PARCOURS ET SINGULARITÉ

LE PIANISTE

Dès son plus jeune âge, Bruno Angelini est attiré par les créateurs de climats, par ceux dont les notes pèsent de leur rareté, de la qualité de leur son, de l’émotion qu’elles suscitent: Claude Debussy, Erik Satie, Sergueï Prokofiev, Aram Kachaturian pour la musique classique ; Miles Davis, Duke Ellington, Horace Parlan, Wayne Shorter, pour le jazz.
Ces inclinaisons se confirmeront plus tard par une rencontre déterminante avec un pédagogue hors norme : Samy Abenaïm. 
C’est sous l’impulsion de ce dernier que Bruno Angelini apprend à approfondir et à structurer son travail, ses recherches, avec comme mots d’ordre permanents : Ecouter les sons, les accords, les résonances avec la plus grande des intensités.
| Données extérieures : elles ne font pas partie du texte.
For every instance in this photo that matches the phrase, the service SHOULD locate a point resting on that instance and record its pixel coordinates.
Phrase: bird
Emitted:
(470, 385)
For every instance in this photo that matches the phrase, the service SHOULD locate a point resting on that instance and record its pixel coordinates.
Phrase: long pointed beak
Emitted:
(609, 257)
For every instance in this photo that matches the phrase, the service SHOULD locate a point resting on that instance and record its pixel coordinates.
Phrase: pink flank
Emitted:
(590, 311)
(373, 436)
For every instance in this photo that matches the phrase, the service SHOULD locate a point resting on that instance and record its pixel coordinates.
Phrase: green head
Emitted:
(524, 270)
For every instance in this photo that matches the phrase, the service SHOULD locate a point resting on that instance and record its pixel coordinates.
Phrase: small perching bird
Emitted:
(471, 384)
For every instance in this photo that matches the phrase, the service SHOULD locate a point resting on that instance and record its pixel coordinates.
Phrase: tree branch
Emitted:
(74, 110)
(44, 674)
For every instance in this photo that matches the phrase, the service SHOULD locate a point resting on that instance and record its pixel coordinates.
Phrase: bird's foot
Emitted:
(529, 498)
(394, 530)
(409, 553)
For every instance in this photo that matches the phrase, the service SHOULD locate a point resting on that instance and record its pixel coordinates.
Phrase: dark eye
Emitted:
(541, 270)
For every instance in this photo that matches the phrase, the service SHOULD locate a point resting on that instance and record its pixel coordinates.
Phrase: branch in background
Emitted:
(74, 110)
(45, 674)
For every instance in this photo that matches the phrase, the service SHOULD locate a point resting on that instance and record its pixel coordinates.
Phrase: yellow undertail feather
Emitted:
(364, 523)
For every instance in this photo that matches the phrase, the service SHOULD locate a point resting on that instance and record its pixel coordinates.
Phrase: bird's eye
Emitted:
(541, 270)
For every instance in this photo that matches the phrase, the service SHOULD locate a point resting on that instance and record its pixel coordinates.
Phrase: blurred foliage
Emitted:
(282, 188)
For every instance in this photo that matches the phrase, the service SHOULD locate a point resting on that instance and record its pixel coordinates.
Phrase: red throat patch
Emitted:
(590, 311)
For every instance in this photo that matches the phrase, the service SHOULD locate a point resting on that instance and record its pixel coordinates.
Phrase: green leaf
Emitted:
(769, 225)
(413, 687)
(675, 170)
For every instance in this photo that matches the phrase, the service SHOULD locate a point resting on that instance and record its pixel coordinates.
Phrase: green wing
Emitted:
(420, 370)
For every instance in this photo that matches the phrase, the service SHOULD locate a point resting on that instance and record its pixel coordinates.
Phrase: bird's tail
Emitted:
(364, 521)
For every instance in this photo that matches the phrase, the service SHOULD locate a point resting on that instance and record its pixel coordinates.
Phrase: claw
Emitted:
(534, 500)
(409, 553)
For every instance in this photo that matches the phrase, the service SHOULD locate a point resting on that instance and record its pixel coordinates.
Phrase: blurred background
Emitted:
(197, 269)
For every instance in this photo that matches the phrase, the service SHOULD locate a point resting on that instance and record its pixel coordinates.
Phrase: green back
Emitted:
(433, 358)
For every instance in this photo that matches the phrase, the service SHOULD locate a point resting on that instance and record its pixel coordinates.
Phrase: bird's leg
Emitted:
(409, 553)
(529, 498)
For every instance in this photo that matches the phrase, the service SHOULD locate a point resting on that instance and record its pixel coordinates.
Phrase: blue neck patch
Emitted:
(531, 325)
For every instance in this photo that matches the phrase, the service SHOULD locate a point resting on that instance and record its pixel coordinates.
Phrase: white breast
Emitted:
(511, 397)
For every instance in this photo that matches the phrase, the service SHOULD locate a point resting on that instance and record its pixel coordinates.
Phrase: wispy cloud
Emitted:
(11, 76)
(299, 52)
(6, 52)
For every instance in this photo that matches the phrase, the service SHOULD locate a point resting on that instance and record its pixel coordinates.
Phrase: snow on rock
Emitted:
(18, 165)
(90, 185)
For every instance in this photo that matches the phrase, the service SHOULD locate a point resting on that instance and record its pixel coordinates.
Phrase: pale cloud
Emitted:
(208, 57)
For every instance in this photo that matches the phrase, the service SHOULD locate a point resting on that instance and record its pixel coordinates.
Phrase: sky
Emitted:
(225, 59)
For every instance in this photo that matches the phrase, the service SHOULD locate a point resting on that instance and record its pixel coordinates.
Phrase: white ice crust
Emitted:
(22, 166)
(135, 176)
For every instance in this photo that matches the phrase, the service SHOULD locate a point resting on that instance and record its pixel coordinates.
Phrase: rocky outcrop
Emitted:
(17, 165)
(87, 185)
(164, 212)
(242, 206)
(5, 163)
Ne jouer que des sons, des notes intentionnellement choisis en lien avec la préalable écoute. Comprendre, assimiler les langages du jazz, de la musique classique et contemporaine et s’en servir pour inventer et réinventer sans cesse le sien.

Pendant et après cette période de formation, Bruno Angelini n’a eu de cesse d’orienter son travail afin de singulariser son jeu et de développer sa personnalité. Il a cherché à apprendre en conscience, en profondeur, pour mieux oublier par la suite, se plonger dans l’écoute, mettre en avant l’instinct sur scène et y produire au maximum des gestes musicaux inconscients.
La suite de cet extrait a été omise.